Part 27

1.8K 141 19
                                    

Holla all, aku back nih. Ini buat kalian, hehe. Dah lama banget keknya ku gak up. Maaf ya, ku gak ada ide.

Plus juga kagak ada yang ingetin, ku lupa kalau ada cerita yang perlu di up gak ada yang minta sih yaudah makin lama deh upnya.

Ini aja aku inget gara2 adek online aku chat. Ngomong selingkuhannya dia gimana. Aku bingung dong selingkuhannya dia siapa eh ternyata si Febian😭. Lah terus aku kepikiran mau lanjut, mana aku ngetiknya di rc wa aku ama adek online aku😭😭. Aku ngetik di rc dapat inspirasi walaupun agak gimana gitu idenya😥.

Jadi curhat.
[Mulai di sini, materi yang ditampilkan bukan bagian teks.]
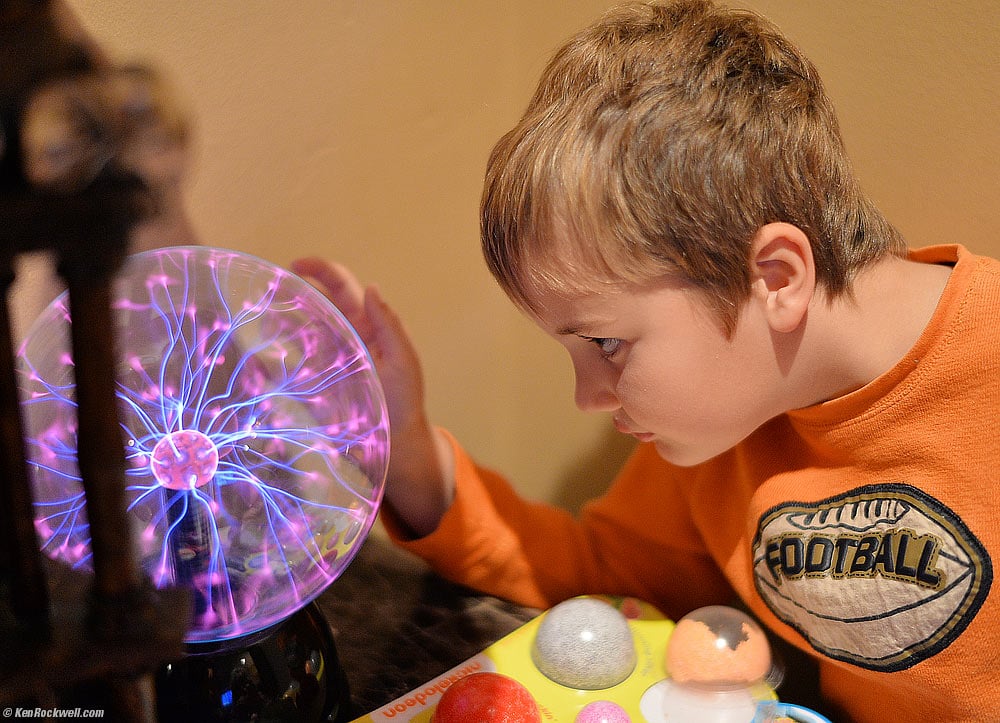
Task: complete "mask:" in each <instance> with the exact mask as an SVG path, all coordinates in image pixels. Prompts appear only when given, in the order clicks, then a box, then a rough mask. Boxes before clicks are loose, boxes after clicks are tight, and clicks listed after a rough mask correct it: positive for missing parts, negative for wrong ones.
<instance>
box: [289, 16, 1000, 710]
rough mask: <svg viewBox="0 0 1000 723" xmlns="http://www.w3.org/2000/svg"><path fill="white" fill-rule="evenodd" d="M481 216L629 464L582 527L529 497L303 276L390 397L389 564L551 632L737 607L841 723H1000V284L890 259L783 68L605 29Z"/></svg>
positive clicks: (764, 62) (654, 32) (373, 290)
mask: <svg viewBox="0 0 1000 723" xmlns="http://www.w3.org/2000/svg"><path fill="white" fill-rule="evenodd" d="M481 215H482V241H483V249H484V254H485V256H486V260H487V263H488V265H489V267H490V269H491V271H492V272H493V274H494V275H495V277H496V278H497V280H498V281H499V283H500V284H501V286H502V287H503V288H504V290H505V291H506V292H507V293H508V295H509V296H510V297H511V299H512V300H513V301H514V303H515V304H517V305H518V306H519V307H520V308H521V309H523V310H524V311H525V312H526V313H527V314H528V315H529V316H530V317H531V318H532V319H533V320H534V321H535V322H536V323H537V324H538V326H539V327H541V328H542V329H543V330H544V331H545V332H546V333H548V334H550V335H551V336H552V337H554V338H555V339H556V340H557V341H558V342H559V343H561V344H562V345H563V346H565V347H566V349H567V350H568V352H569V354H570V357H571V360H572V363H573V367H574V370H575V373H576V402H577V404H578V406H579V407H580V408H581V409H582V410H584V411H596V412H606V413H609V414H611V415H612V416H613V418H614V421H615V425H616V426H617V427H618V429H619V430H620V431H622V432H624V433H627V434H632V435H634V436H636V437H637V438H638V439H639V441H640V442H641V444H640V445H639V447H638V449H637V451H636V452H635V454H634V455H633V457H632V458H631V459H630V460H629V462H628V463H627V464H626V466H625V468H624V469H623V470H622V472H621V474H620V475H619V477H618V479H617V480H616V481H615V483H614V485H613V486H612V488H611V489H610V490H609V492H608V493H607V494H606V495H605V496H604V497H602V498H601V499H599V500H596V501H594V502H592V503H591V504H590V505H589V506H587V508H586V509H585V510H584V511H583V513H582V514H581V516H580V518H579V519H574V518H573V517H572V516H571V515H569V514H568V513H566V512H564V511H561V510H558V509H554V508H552V507H549V506H546V505H541V504H536V503H530V502H527V501H525V500H522V499H520V498H518V497H517V495H516V494H515V493H514V492H513V491H512V489H511V488H510V487H509V486H508V484H507V483H506V482H505V481H504V480H503V479H502V478H501V477H499V476H498V475H496V474H495V473H493V472H490V471H487V470H485V469H482V468H480V467H478V466H477V465H476V464H475V463H474V462H473V461H472V460H471V459H469V457H468V456H467V455H466V454H465V453H464V452H463V451H462V449H461V448H460V447H459V446H458V445H457V443H456V442H455V441H454V440H453V439H451V438H450V437H448V436H447V435H446V434H445V433H443V432H442V431H440V430H435V429H433V428H432V426H431V425H430V423H429V422H428V421H427V418H426V415H425V413H424V411H423V399H422V394H423V392H422V386H421V381H420V380H421V378H420V372H419V365H418V362H417V360H416V358H415V355H414V353H413V350H412V347H411V346H410V345H409V343H408V342H407V339H406V335H405V333H404V331H403V330H402V328H401V327H400V325H399V322H398V319H396V317H395V316H394V315H393V314H392V312H391V311H390V310H389V309H388V308H387V307H386V306H385V304H384V302H382V301H381V299H380V298H379V296H378V294H377V292H376V291H374V289H367V290H362V289H361V287H360V286H359V285H358V284H357V282H356V281H355V280H354V279H353V277H351V276H350V274H349V273H348V272H346V270H344V269H342V268H339V267H334V266H327V265H325V264H324V263H323V262H320V261H317V260H306V261H303V262H300V263H299V264H298V266H297V268H298V270H299V271H300V272H301V273H303V274H306V275H309V276H313V277H314V278H316V279H317V280H318V281H319V282H320V284H321V285H323V286H325V287H326V289H327V291H328V293H329V294H330V296H331V297H332V298H333V300H334V301H335V302H336V303H337V304H338V305H339V306H341V308H342V309H343V310H344V311H345V313H347V314H348V316H349V317H351V318H352V319H354V320H355V321H356V323H357V324H358V326H359V332H360V333H361V334H362V336H363V337H364V338H365V340H366V342H367V343H368V344H369V345H370V347H371V349H372V351H373V354H374V356H375V360H376V364H377V366H378V368H379V373H380V375H381V376H382V380H383V383H384V385H385V387H386V390H387V394H388V397H389V406H390V417H391V422H392V425H393V455H392V459H393V461H392V466H391V467H390V471H389V477H390V479H389V486H388V489H387V493H386V504H385V506H384V508H383V509H384V511H385V515H384V519H385V521H386V524H387V527H388V528H389V530H390V532H391V533H392V534H393V535H394V536H395V537H396V538H397V539H398V540H399V541H400V544H403V545H405V546H406V547H408V548H409V549H411V550H413V551H415V552H417V553H418V554H420V555H421V556H423V557H425V558H426V559H427V560H429V561H430V562H431V564H433V565H434V566H435V568H436V569H438V570H439V571H440V572H441V573H442V574H444V575H446V576H447V577H450V578H452V579H455V580H458V581H461V582H463V583H466V584H469V585H471V586H474V587H476V588H479V589H481V590H484V591H487V592H491V593H493V594H497V595H501V596H505V597H508V598H512V599H515V600H517V601H519V602H522V603H525V604H529V605H535V606H539V607H548V606H551V605H552V604H555V603H557V602H559V601H561V600H563V599H566V598H568V597H571V596H573V595H577V594H583V593H614V594H625V595H634V596H637V597H639V598H642V599H645V600H648V601H649V602H651V603H653V604H655V605H657V606H658V607H660V608H661V609H662V610H663V611H664V612H665V613H667V614H668V615H670V616H671V617H673V618H675V619H676V618H678V617H680V616H682V615H684V614H685V613H687V612H689V611H691V610H692V609H694V608H697V607H700V606H702V605H708V604H727V603H730V602H731V601H732V600H733V599H734V598H735V597H738V598H739V600H740V601H741V602H742V604H743V605H745V606H747V607H748V608H749V609H750V610H752V612H753V613H754V614H755V615H756V616H757V617H758V618H759V619H760V620H761V621H762V622H763V623H764V624H765V625H766V626H767V627H768V628H769V629H770V630H771V631H772V632H773V633H775V634H776V635H777V636H780V637H781V638H784V639H785V640H787V641H788V642H790V643H791V644H792V645H794V646H796V647H797V648H799V649H801V650H803V651H806V652H807V653H808V654H809V655H810V656H811V657H813V658H814V659H815V660H816V661H817V662H818V667H819V671H820V684H821V688H822V692H823V695H824V697H825V699H826V701H827V702H828V704H829V706H830V707H832V708H834V709H836V710H837V711H838V714H839V716H840V717H842V718H846V719H851V720H859V721H865V720H871V721H875V720H878V721H907V722H912V721H921V720H928V721H930V720H934V721H958V720H1000V686H997V685H996V683H995V682H994V680H993V676H994V672H995V670H996V669H997V656H998V653H997V651H998V650H1000V617H998V603H997V599H996V595H995V594H993V595H991V585H992V579H993V569H992V561H991V556H992V554H993V553H994V551H995V550H996V549H997V546H998V544H1000V524H998V521H1000V514H998V513H997V511H996V507H995V504H994V502H993V500H994V490H993V486H994V485H995V483H996V482H997V481H998V479H1000V475H998V472H997V467H996V460H997V459H998V458H1000V435H998V434H997V421H996V419H997V416H996V415H997V412H996V410H997V408H998V406H1000V344H998V343H997V339H996V331H995V330H996V328H997V323H998V321H1000V263H998V262H996V261H994V260H990V259H986V258H979V257H975V256H973V255H972V254H970V253H968V252H967V251H965V250H964V249H963V248H961V247H959V246H940V247H934V248H928V249H923V250H920V251H907V248H906V244H905V242H904V240H903V239H902V238H901V237H900V235H899V234H898V232H897V231H896V230H895V229H894V228H893V227H892V226H891V225H890V224H889V223H888V222H887V221H886V220H885V219H884V218H883V216H882V215H881V214H880V213H879V211H878V210H877V209H876V208H875V207H874V206H873V205H872V204H871V203H870V202H869V201H868V199H866V198H865V196H864V195H863V194H862V192H861V191H860V189H859V187H858V184H857V182H856V180H855V178H854V176H853V174H852V171H851V168H850V165H849V162H848V160H847V157H846V154H845V151H844V148H843V144H842V142H841V139H840V134H839V131H838V127H837V121H836V118H835V115H834V111H833V109H832V107H831V105H830V102H829V99H828V98H827V97H826V95H825V92H824V90H823V87H822V85H821V83H820V80H819V78H818V77H817V74H816V70H815V68H814V67H813V65H812V64H811V63H810V62H809V61H808V60H807V59H805V58H803V57H802V55H801V53H800V52H799V51H798V49H797V48H795V47H794V46H793V45H791V44H790V43H789V42H788V41H787V40H786V39H784V38H783V37H782V36H781V35H780V34H779V33H778V31H777V30H776V29H775V28H773V27H772V26H771V25H770V24H768V23H767V22H766V21H764V20H763V19H761V18H759V17H757V16H755V15H752V14H750V13H744V12H737V11H730V10H726V9H722V8H717V7H715V6H714V5H712V4H710V3H708V2H701V1H699V0H680V1H678V2H672V3H669V4H665V5H662V6H645V5H643V6H633V7H627V8H622V9H620V10H617V11H612V12H611V13H609V14H608V15H607V16H606V17H605V18H603V19H602V20H600V21H599V22H598V23H597V24H595V25H594V26H593V27H591V28H588V29H587V30H584V31H582V32H581V33H580V34H578V35H577V36H576V37H575V38H573V39H571V40H570V41H569V42H568V43H567V44H566V45H565V46H564V47H563V48H562V49H561V50H560V51H559V52H558V53H557V54H556V56H555V57H554V59H553V60H552V61H551V63H550V65H549V66H548V67H547V69H546V70H545V72H544V74H543V77H542V79H541V82H540V84H539V87H538V89H537V91H536V94H535V96H534V98H533V99H532V101H531V103H530V104H529V107H528V109H527V111H526V112H525V114H524V116H523V117H522V119H521V121H520V122H519V123H518V125H517V126H516V127H515V128H514V129H513V130H511V131H510V132H509V133H508V134H507V135H506V136H504V137H503V138H502V139H501V140H500V142H499V143H498V144H497V146H496V147H495V149H494V151H493V153H492V155H491V158H490V161H489V164H488V168H487V174H486V184H485V190H484V193H483V203H482V214H481Z"/></svg>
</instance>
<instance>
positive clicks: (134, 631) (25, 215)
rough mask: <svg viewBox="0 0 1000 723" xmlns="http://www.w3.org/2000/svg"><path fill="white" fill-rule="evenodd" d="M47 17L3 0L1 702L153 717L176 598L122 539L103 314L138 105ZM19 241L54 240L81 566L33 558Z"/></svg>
mask: <svg viewBox="0 0 1000 723" xmlns="http://www.w3.org/2000/svg"><path fill="white" fill-rule="evenodd" d="M59 22H60V21H59V17H58V13H56V12H55V10H54V9H53V8H52V7H50V3H49V2H46V1H42V0H39V1H34V2H32V1H30V0H0V120H2V136H0V292H2V294H3V298H2V303H0V641H2V644H0V705H3V706H5V707H6V706H19V705H20V706H24V707H43V708H52V707H69V703H70V702H73V701H76V702H77V704H79V702H81V701H83V702H84V703H85V704H86V705H88V706H89V707H96V708H103V709H104V711H105V713H104V717H105V719H106V720H121V721H152V720H155V717H156V713H155V711H156V705H155V700H154V692H153V689H154V686H153V677H152V673H153V671H155V670H157V669H158V668H159V667H160V666H161V665H163V664H165V663H166V662H168V661H170V660H174V659H177V658H180V657H182V656H183V654H184V646H183V636H184V632H185V629H186V626H187V618H188V614H189V611H188V599H187V595H186V593H183V592H180V591H156V590H154V589H153V588H152V587H151V585H149V584H148V582H147V581H146V580H145V579H144V577H143V574H142V572H141V570H140V567H139V564H138V561H137V556H136V553H135V550H134V546H133V540H132V537H131V529H130V525H129V523H128V520H127V518H126V500H125V459H124V454H125V452H124V445H123V440H122V438H121V432H120V425H119V421H118V416H117V410H116V402H115V378H114V369H115V334H114V328H113V324H112V316H111V282H112V280H113V277H114V274H115V273H116V272H117V271H118V269H119V267H120V265H121V264H122V262H123V261H124V258H125V255H126V253H127V250H128V244H129V237H130V234H131V232H132V230H133V228H134V226H135V225H136V223H137V222H138V221H139V220H140V219H141V218H143V216H144V215H146V214H148V213H149V212H150V211H151V210H153V209H154V208H155V202H156V195H155V188H153V186H151V185H150V184H149V183H148V180H147V179H146V178H143V177H142V174H141V169H138V171H137V169H136V168H134V167H131V164H130V162H129V160H128V158H125V157H123V156H122V154H121V149H122V148H123V146H124V145H127V144H128V143H129V142H130V138H131V136H130V135H129V134H130V133H131V132H132V131H133V130H134V129H135V128H136V121H137V119H138V120H140V121H148V120H149V116H148V113H149V110H150V109H149V108H142V107H126V104H125V103H123V102H121V101H123V100H127V99H123V97H122V96H121V95H120V93H119V90H120V88H121V87H122V83H121V80H122V78H123V76H122V75H121V73H120V72H119V71H117V70H116V69H113V68H109V67H107V66H106V65H105V64H103V63H102V62H101V60H100V58H98V57H96V56H95V53H94V52H93V50H92V49H88V48H87V47H85V46H83V45H81V44H80V43H79V40H78V39H75V38H72V37H70V36H69V35H67V34H66V33H65V31H64V28H62V27H61V26H60V24H59ZM130 114H131V115H130ZM143 114H146V115H143ZM30 251H50V252H52V253H53V255H54V257H55V258H56V262H57V269H58V271H59V274H60V275H61V276H62V278H63V279H64V280H65V281H66V284H67V287H68V289H69V299H70V311H71V315H72V321H71V328H72V332H71V341H72V355H73V361H74V368H75V373H76V394H77V403H78V420H77V423H78V456H79V461H80V475H81V478H82V481H83V487H84V490H85V493H86V502H87V516H88V519H89V522H90V532H91V545H92V551H93V567H94V574H93V575H92V576H90V575H83V574H80V573H76V572H73V571H71V570H68V569H67V568H66V567H65V566H62V565H60V564H57V563H55V562H52V561H50V560H48V559H47V558H45V557H44V556H43V555H42V554H41V553H40V551H39V547H38V540H37V538H36V536H35V531H34V527H33V510H32V496H31V489H30V484H29V474H28V466H27V462H26V460H25V451H24V450H25V445H24V441H23V440H24V432H23V428H22V423H21V417H20V409H19V403H18V393H17V384H16V377H15V374H16V371H15V362H14V349H13V344H12V340H11V323H10V318H9V312H8V305H7V301H8V299H7V297H8V293H9V289H10V286H11V283H12V282H13V280H14V272H13V269H14V262H15V260H16V258H17V256H18V255H19V254H22V253H25V252H30Z"/></svg>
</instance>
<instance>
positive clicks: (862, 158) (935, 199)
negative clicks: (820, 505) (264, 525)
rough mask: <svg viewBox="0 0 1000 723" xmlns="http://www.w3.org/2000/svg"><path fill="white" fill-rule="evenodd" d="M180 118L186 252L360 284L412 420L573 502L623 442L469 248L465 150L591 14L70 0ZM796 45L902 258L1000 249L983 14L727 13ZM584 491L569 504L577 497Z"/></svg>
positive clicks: (607, 469)
mask: <svg viewBox="0 0 1000 723" xmlns="http://www.w3.org/2000/svg"><path fill="white" fill-rule="evenodd" d="M70 4H71V5H72V6H73V7H74V8H75V9H76V10H77V12H78V14H79V15H80V17H81V19H82V20H83V22H84V24H85V25H86V26H87V27H88V28H89V29H90V30H91V32H92V33H93V34H94V35H95V36H96V37H97V38H98V40H99V41H100V42H101V43H102V44H103V45H104V46H105V47H106V48H107V49H108V50H110V51H112V53H113V54H114V55H116V56H117V57H119V58H120V59H145V60H149V61H151V62H152V63H153V64H155V65H156V66H157V67H159V68H160V69H161V70H162V71H164V72H165V73H166V75H167V76H168V78H169V79H171V80H172V81H173V83H174V84H175V85H176V86H177V88H178V89H179V91H180V93H181V96H182V97H183V98H184V99H185V100H186V101H187V103H188V105H189V106H190V108H191V111H192V117H193V118H194V121H195V131H196V132H195V140H196V142H195V148H194V164H193V166H192V169H191V172H190V174H189V178H188V183H187V186H186V195H187V199H188V208H189V210H190V214H191V217H192V220H193V223H194V225H195V227H196V229H197V231H198V233H199V235H200V237H201V240H202V242H203V243H206V244H211V245H219V246H230V247H234V248H238V249H242V250H244V251H247V252H251V253H254V254H257V255H259V256H262V257H264V258H266V259H269V260H271V261H274V262H276V263H278V264H282V265H284V264H287V263H289V262H290V261H291V260H292V259H293V258H295V257H297V256H300V255H304V254H316V253H319V254H323V255H326V256H329V257H331V258H335V259H339V260H341V261H344V262H346V263H347V264H349V265H350V266H352V267H353V268H354V269H355V270H356V271H357V272H358V274H359V275H361V276H362V277H363V278H364V279H367V280H372V281H376V282H378V283H379V285H380V286H381V288H382V290H383V292H384V293H385V295H386V296H387V297H388V298H389V299H390V300H391V301H392V303H393V304H394V305H395V306H396V307H397V309H398V310H399V311H400V313H401V315H402V316H403V318H404V320H405V321H406V323H407V324H408V326H409V328H410V330H411V332H412V334H413V336H414V338H415V340H416V343H417V345H418V347H419V349H420V351H421V353H422V356H423V359H424V365H425V371H426V374H427V378H428V387H429V395H430V406H431V411H432V415H433V417H434V418H435V419H436V420H437V421H438V422H440V423H443V424H445V425H447V426H449V427H451V428H452V429H453V430H454V431H455V432H456V433H457V434H458V436H459V437H460V438H461V439H462V440H463V441H464V442H465V443H466V444H467V446H468V447H469V448H470V449H471V450H472V451H473V452H474V453H475V454H476V455H477V456H478V457H479V458H480V459H481V460H483V461H484V462H487V463H489V464H492V465H495V466H497V467H500V468H502V469H503V470H505V471H507V472H508V473H510V474H511V475H512V476H513V477H514V478H515V479H516V481H517V482H518V484H519V486H520V487H521V488H522V489H523V490H524V491H525V492H527V493H528V494H531V495H536V496H539V497H547V498H550V499H556V500H560V501H564V502H567V503H569V504H573V503H574V502H575V501H576V500H577V499H579V497H580V495H581V494H582V493H586V492H587V490H589V489H591V488H596V487H599V486H600V485H601V484H604V483H605V482H606V480H607V478H608V476H609V474H610V473H611V470H613V469H614V467H615V466H616V464H617V458H618V456H620V455H621V453H622V448H623V442H622V441H621V440H619V439H617V438H616V437H615V435H614V433H613V432H610V431H609V426H608V420H606V419H599V418H590V417H586V416H583V415H581V414H579V413H578V412H577V411H576V410H575V409H574V407H573V403H572V378H571V370H570V368H569V365H568V364H567V363H566V361H565V360H564V359H563V356H562V354H561V352H560V350H559V348H558V347H557V346H556V345H555V344H553V343H552V342H550V341H548V340H546V339H545V338H543V337H542V335H541V334H540V333H539V332H536V331H535V330H534V329H533V327H531V326H530V325H529V324H528V323H526V322H525V321H524V320H523V319H522V318H520V316H519V315H518V314H517V312H515V311H514V310H513V309H512V308H511V307H509V305H508V304H507V302H506V301H505V299H504V298H502V296H501V295H500V293H499V292H498V291H497V290H496V289H495V288H494V285H493V283H492V281H491V280H490V278H489V277H488V275H487V273H486V271H485V269H484V267H483V264H482V262H481V260H480V257H479V251H478V245H477V244H478V231H477V219H476V212H477V206H478V198H479V190H480V181H481V175H482V169H483V165H484V163H485V159H486V155H487V153H488V151H489V149H490V147H491V145H492V143H493V142H494V141H495V140H496V139H497V138H498V137H499V135H500V134H501V133H502V132H503V131H504V130H505V129H506V128H508V127H509V126H510V125H511V124H512V123H513V122H514V120H515V119H516V117H517V115H518V114H519V112H520V110H521V109H522V108H523V106H524V104H525V102H526V101H527V98H528V95H529V93H530V91H531V89H532V86H533V84H534V82H535V79H536V78H537V75H538V73H539V70H540V68H541V66H542V64H543V63H544V61H545V59H546V58H547V57H548V55H549V53H550V52H551V51H552V50H553V49H554V48H555V47H556V45H557V44H558V43H559V42H560V41H561V40H562V39H564V38H565V37H566V36H567V35H568V34H569V33H570V32H572V31H573V30H575V29H577V28H578V27H580V26H582V25H583V24H585V23H587V22H588V21H589V20H590V19H591V18H593V17H595V16H596V15H597V14H598V13H599V12H600V11H601V10H603V9H604V8H605V7H608V6H609V5H611V4H612V3H611V2H610V0H501V1H499V2H496V1H492V0H465V1H457V0H299V1H296V2H279V1H278V0H272V1H267V0H213V1H212V2H202V1H201V0H169V1H168V2H164V1H163V0H71V2H70ZM745 4H746V5H747V6H750V7H753V8H756V9H759V10H761V11H763V12H764V13H765V14H767V15H769V16H770V17H771V18H772V19H774V20H775V21H776V22H777V23H778V24H779V25H780V26H781V27H782V28H783V29H784V30H785V31H786V33H787V34H789V35H790V36H791V37H792V38H794V39H796V40H797V41H798V42H799V43H800V44H802V45H803V46H804V47H805V48H806V49H807V51H808V52H809V53H810V55H811V56H812V58H813V59H814V60H815V61H816V63H817V64H818V65H819V67H820V70H821V71H822V72H823V74H824V76H825V78H826V80H827V84H828V86H829V88H830V91H831V93H832V94H833V96H834V97H835V99H836V100H837V102H838V105H839V108H840V110H841V117H842V122H843V127H844V133H845V135H846V138H847V141H848V145H849V147H850V149H851V150H852V154H853V156H854V157H855V160H856V165H857V167H858V169H859V172H860V174H861V176H862V178H863V179H864V181H865V183H866V185H867V188H868V189H869V191H870V193H871V194H872V195H873V196H874V197H875V198H876V199H877V200H878V201H879V202H880V204H881V205H882V206H883V208H884V209H885V210H886V212H887V213H888V215H889V216H890V218H892V219H893V220H894V221H895V222H896V223H897V224H898V225H899V226H900V227H901V228H902V229H903V231H904V232H905V233H906V235H907V236H908V237H909V239H910V241H911V243H912V244H913V245H925V244H930V243H936V242H952V241H959V242H962V243H965V244H966V245H968V246H969V247H971V248H972V249H974V250H976V251H980V252H984V253H989V254H991V255H995V256H1000V240H998V237H997V234H996V233H995V228H994V223H993V221H994V219H993V213H994V210H995V208H996V207H997V206H998V205H1000V204H998V203H997V202H998V200H1000V180H998V177H997V175H998V174H997V173H996V172H995V166H996V159H997V158H998V157H1000V138H998V135H1000V134H998V133H997V131H996V126H997V120H998V118H1000V113H998V110H1000V109H998V98H1000V43H997V41H996V36H997V32H998V30H1000V3H996V2H994V0H965V1H963V2H942V1H941V0H882V1H879V2H873V1H872V0H830V1H829V2H806V1H804V0H747V2H746V3H745ZM581 491H582V492H581Z"/></svg>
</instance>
Eh kalau adek online ku baca chapter ini selamat anda masukin  ke bagian cerita Febian dan Qia.

Oh ya, gimana kabar kalian?? Baik kan ya.

Makasih yang udah mau nunggu, gak usah banyak basa-basi lagi.

Boleh share ya, supaya lapak ini jadi rame. Hehe, minta tolong buat semuanya🤗

Sorry☺ banyak typo bertebaran Silahkan komen kalau ada typo supaya bisa aku perbaik😆

Minta waktunya sedetik aja untuk Klik Bintang ⭐🌠

Enjoy guys💕

Have a nice day💕

Selamat membaca❤❤

"Aku bertahan hanya untuk menjagamu, namun aku tak menyangka bisa sampai memilikimu. Aku sangat berterimakasih padamu karena sudah menoleh ke belakang, berbalik menghampiriku mengenggam tanganku ketika aku sudah merasa putus asa untuk berjuang." Febian Mikko Narendra

"Kenangan itu terus datang menghantuiku menguncang kewarasanku." Lovie Qyara Raissa

Febian, cowok itu berdiri diam ditengah-tengah hujan deras. Seakan tidak merasa kedinginan, Febian menatap lurus ke depan. Pandangannya kosong. Air matanya menetes.

Febian pikir harusnya tidak seperti ini, Qia harusnya tidak marah padanya. Qia harusnya tidak mengusirnya. Dia kan hanya membantu Qia memusnahan orang yang mencelakai kekasihnya itu. Apa kah Febian salah?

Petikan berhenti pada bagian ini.